Intuition: To reverse the nodes in k-groups, we can use a recursive approach. We start by finding the k+1-th node in the linked list, as it will be the new head of the reversed k-group. Then we reverse the current k-group and connect it to the next reversed k-group. We repeat this process until we reach the end of the linked list.
Approach:
- Create a struct ListNode to represent the nodes of the linked list.
- Implement a helper function to reverse a k-group of nodes, which takes the head and tail of the group as input and returns the new head of the reversed group.
- Initialize a dummy ListNode to build the final result list.
- Create a pointer current to iterate through the linked list.
- Find the k+1-th node from the current node.
- If the k+1-th node exists, reverse the current k-group and update the pointers accordingly.

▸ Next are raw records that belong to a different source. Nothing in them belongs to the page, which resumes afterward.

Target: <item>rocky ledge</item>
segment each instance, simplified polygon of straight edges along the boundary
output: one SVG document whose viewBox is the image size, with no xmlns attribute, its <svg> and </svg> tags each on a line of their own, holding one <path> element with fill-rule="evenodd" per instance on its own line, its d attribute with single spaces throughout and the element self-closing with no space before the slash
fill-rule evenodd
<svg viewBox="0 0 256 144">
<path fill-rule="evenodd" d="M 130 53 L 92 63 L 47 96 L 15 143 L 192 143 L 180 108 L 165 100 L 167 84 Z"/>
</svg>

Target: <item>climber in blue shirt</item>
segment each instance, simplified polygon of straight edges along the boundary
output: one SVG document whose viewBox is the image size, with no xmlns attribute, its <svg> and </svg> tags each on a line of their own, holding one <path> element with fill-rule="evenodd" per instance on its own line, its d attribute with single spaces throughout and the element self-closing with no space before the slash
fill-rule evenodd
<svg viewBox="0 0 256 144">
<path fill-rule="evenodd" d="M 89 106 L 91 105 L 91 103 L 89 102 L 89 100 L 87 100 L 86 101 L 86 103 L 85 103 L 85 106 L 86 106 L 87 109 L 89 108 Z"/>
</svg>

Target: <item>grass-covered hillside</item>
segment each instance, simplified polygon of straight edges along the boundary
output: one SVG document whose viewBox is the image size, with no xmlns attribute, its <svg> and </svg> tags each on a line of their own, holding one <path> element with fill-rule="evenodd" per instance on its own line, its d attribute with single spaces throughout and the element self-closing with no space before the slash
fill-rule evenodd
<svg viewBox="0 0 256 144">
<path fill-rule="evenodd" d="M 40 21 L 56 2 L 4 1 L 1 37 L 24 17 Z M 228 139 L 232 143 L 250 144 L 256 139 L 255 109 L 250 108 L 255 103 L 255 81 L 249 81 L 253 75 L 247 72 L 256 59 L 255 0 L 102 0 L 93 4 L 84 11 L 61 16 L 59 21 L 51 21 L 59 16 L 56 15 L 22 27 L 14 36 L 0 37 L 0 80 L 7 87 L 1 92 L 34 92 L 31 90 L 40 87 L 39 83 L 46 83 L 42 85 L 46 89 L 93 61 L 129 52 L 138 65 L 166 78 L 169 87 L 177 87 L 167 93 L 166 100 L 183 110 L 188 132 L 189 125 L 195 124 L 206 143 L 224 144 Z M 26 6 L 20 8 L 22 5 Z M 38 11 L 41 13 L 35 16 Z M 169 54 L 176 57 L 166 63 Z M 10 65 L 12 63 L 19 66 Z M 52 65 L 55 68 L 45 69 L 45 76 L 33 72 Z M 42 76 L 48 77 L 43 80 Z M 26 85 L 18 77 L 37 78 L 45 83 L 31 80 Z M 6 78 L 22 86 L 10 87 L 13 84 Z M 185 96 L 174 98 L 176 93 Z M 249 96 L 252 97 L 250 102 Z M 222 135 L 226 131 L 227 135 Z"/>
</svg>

- Append the reversed k-group to the dummy list and move the current pointer to the k+1-th node.
- Repeat steps 5 to 7 until we reach the end of the linked list.
- Finally, return the next node of the dummy list, which will be the head of the modified list.
⌛ Time Complexity: The time complexity is O(n), where n is the number of nodes in the linked list. We visit each node once during the reversal process.
💾 Space Complexity: The space complexity is O(1), as we use only a constant amount of extra space throughout the process.
Solutions 💡
Cpp 💻
class Solution {
public:
ListNode *reverseKGroup(ListNode *head, int k) {
ListNode *dummy = new ListNode(0);
dummy->next = head;
ListNode *current = dummy;
while (current) {
ListNode *groupStart = current->next;
ListNode *groupEnd = current;
// Find k+1-th node
for (int i = 0; i < k && groupEnd; i++) {
groupEnd = groupEnd->next;
}
if (!groupEnd) {
break; // Remaining nodes are less than k
}
ListNode *nextGroup = groupEnd->next;
// Reverse the current k-group
reverseGroup(groupStart, groupEnd);
// Connect reversed k-group to the previous group
current->next = groupEnd;
groupStart->next = nextGroup;
// Move the current pointer to the next group
current = groupStart;
}
return dummy->next;
}
private:
// Helper function to reverse a k-group of nodes
void reverseGroup(ListNode *head, ListNode *tail) {
ListNode *prev = nullptr;
ListNode *current = head;
while (current != tail) {
ListNode *nextNode = current->next;
current->next = prev;
prev = current;
current = nextNode;
}
tail->next = prev;
}
};
Python 🐍
# Definition for singly-linked list.
# class ListNode:
# def __init__(self, val=0, next=None):
# self.val = val
# self.next = next
class Solution:
def reverseKGroup(self, head: ListNode, k: int) -> ListNode:
if not head or k == 1:
return head
# Count the number of nodes in the list
count = 0
current = head
while current:
count += 1
current = current.next
if count < k:
return head
# Reverse the first k nodes
prev, current = None, head
for _ in range(k):
next_node = current.next
current.next = prev
prev = current
current = next_node
# Recursively reverse the remaining part of the list
head.next = self.reverseKGroup(current, k)
return prev